Aber dieses Argument war immer schon fragwürdig: Man kann nicht einfach annehmen, dass Fortschritte bei der KI zukünftig die Hauptquelle wirtschaftlicher Vorteile sein werden; dass die chinesische Regierung dauerhafte, hochrangige Forschungen in diesem Bereich ermöglicht; oder dass westliche Unternehmen durch Datenschutz und andere Regulierungen erheblich behindert werden.
Chinas Aussichten sind heute viel weniger rosig als früher. Staats- und Parteichef Xi Jinping hat bereits viele interne Kontrollmechanismen abschaffen können. Den 20. Nationalkongress der Kommunistischen Partei hat er dazu genutzt, sich eine beispiellose dritte Amtszeit (ohne absehbare künftige zeitliche Einschränkung) zu sichern und den allmächtigen Ständigen Ausschuss des Politbüros mit loyalen Unterstützern zu besetzen.

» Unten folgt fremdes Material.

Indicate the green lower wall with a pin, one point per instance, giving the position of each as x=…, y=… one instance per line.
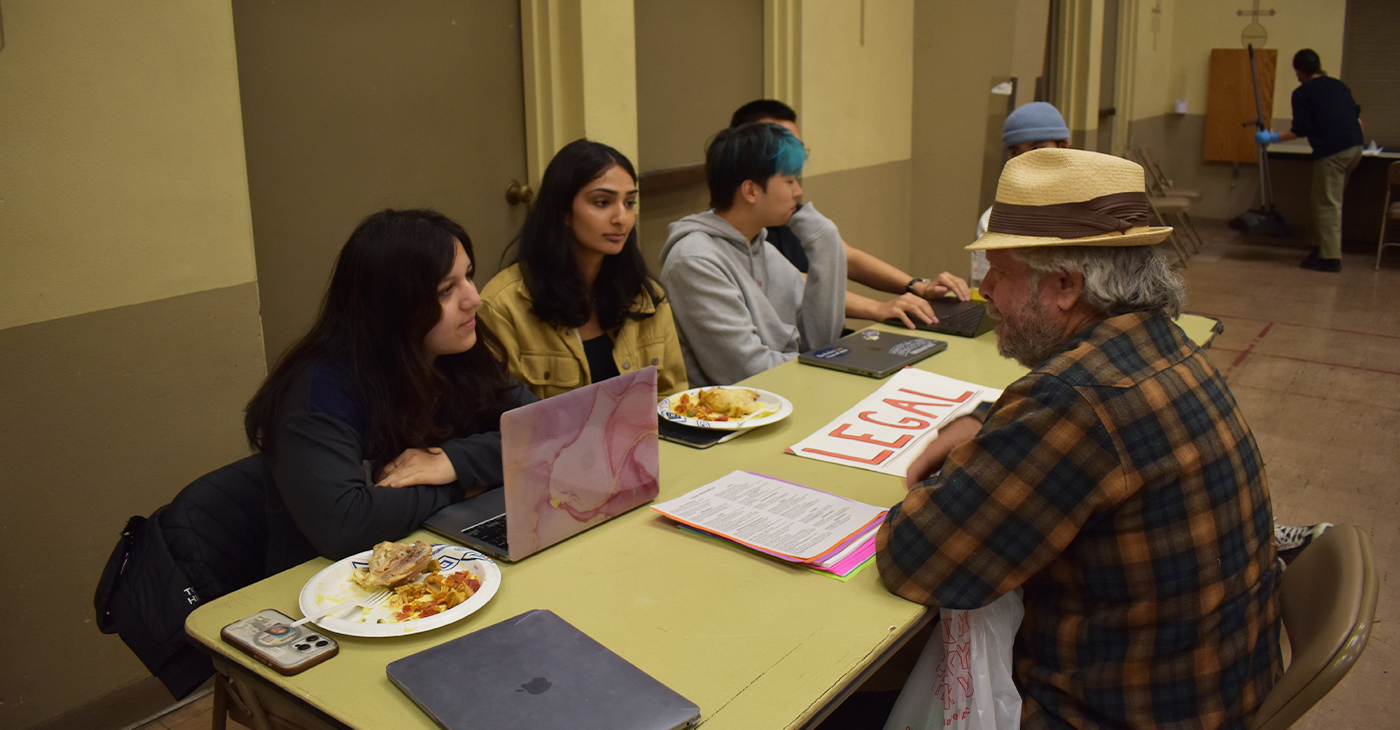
x=105, y=415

Diese Machtkonsolidierung findet statt, obwohl Xi erhebliche Fehler begangen hat, die die Wirtschaft belasten und Chinas Innovationspotenzial untergraben. Seine “Null-Covid-Politik” wäre größtenteils vermeidbar gewesen, hat jedoch erhebliche Kosten verursacht, ebenso wie seine Unterstützung für Russlands Krieg in der Ukraine. Und jetzt, wo Xi uneingeschränkte Macht hat und von Jasagern umgeben ist, werden wohl weitere und noch größere Fehler folgen, da ihm keiner mehr sagen wird, was er hören muss.

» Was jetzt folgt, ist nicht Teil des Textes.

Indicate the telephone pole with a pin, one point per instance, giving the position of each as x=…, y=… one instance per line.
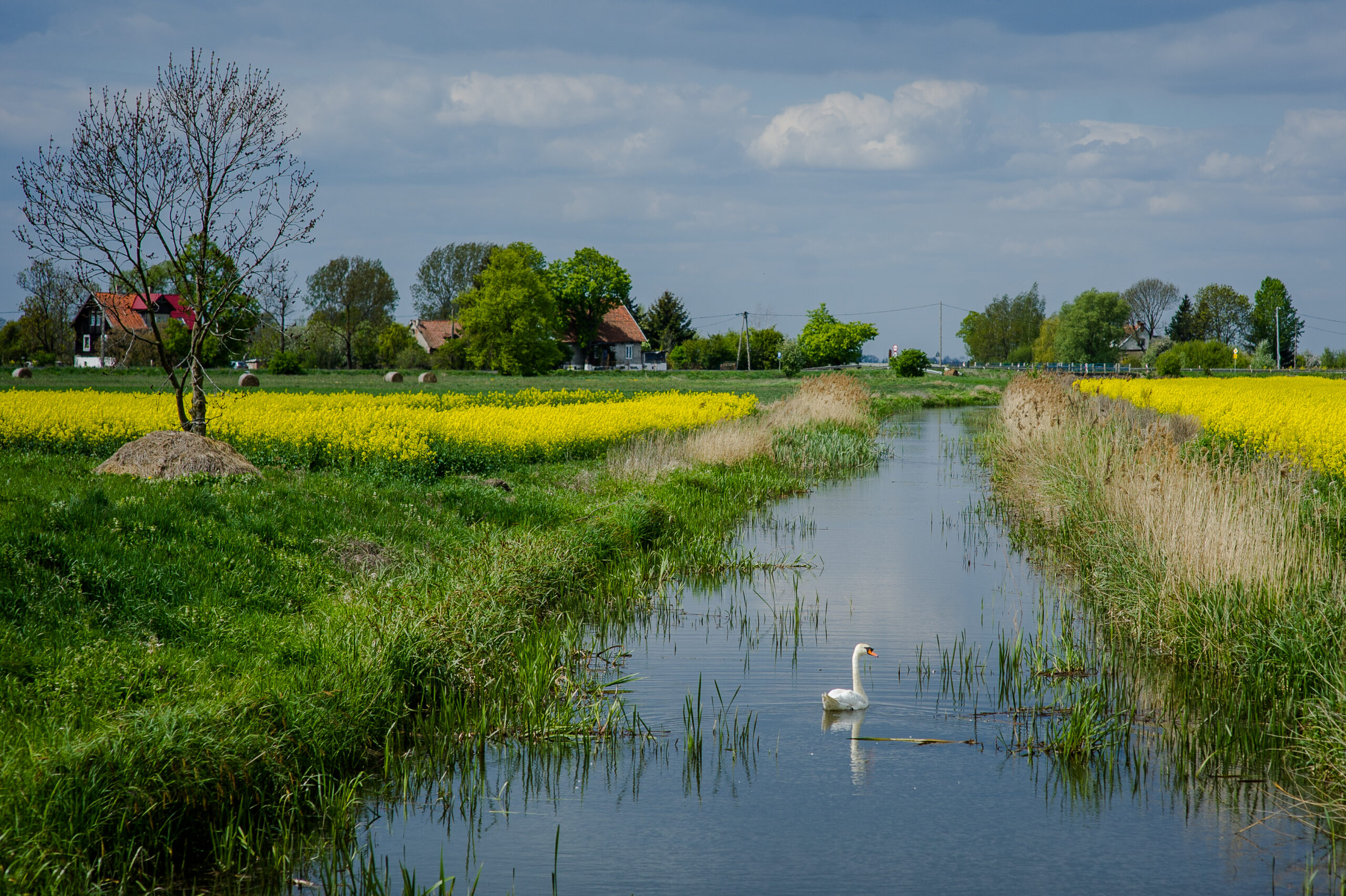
x=748, y=338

Aber daraus zu schließen, Chinas Wachstumsmodell sei nur gefährdet, weil die falsche Person an die Spitze gekommen ist, wäre ein Fehler. Die Tendenz hin zu stärkerer Kontrolle, die während Xis erster Amtszeit (nach 2012) begann, könnte unvermeidlich gewesen sein.

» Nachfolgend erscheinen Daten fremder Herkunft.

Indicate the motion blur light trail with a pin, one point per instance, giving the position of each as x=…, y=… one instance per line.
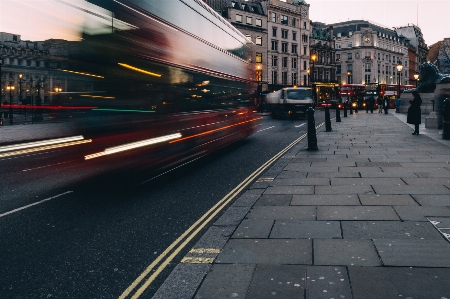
x=129, y=146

Chinas rapides Industriewachstum in den 1990ern und 2000ern beruhte auf enormen Investitionen, Technologietransfers aus dem Westen, hoher Exportproduktion sowie Finanz- und Lohnunterdrückung. Aber ein solches exportorientiertes Wachstum hat seine Grenzen: Wie Xis Vorgänger Hu Jintao 2012 erkannt hatte, musste Chinas Wachstum “viel ausgeglichener, koordinierter und nachhaltiger” werden – mit viel weniger Abhängigkeit von externer Nachfrage und stärker vom Inlandskonsum gestützt.
Zu dieser Zeit glaubten viele Experten, Xi werde auf diese Herausforderung mit einer “ehrgeizigen Reformagenda” zur Einführung marktwirtschaftlicher Anreize reagieren. Aber diese Interpretation übersah eine Frage, die für China entscheidend war: Wie konnte angesichts einer schnell wachsenden, wirtschaftlich erstarkten Mittelklasse das Monopol der KP beibehalten werden? Die offensichtlichste – und vielleicht die einzige – Antwort darauf war: durch größere Repression und Zensur. Und genau diesen Weg ist Xi gegangen.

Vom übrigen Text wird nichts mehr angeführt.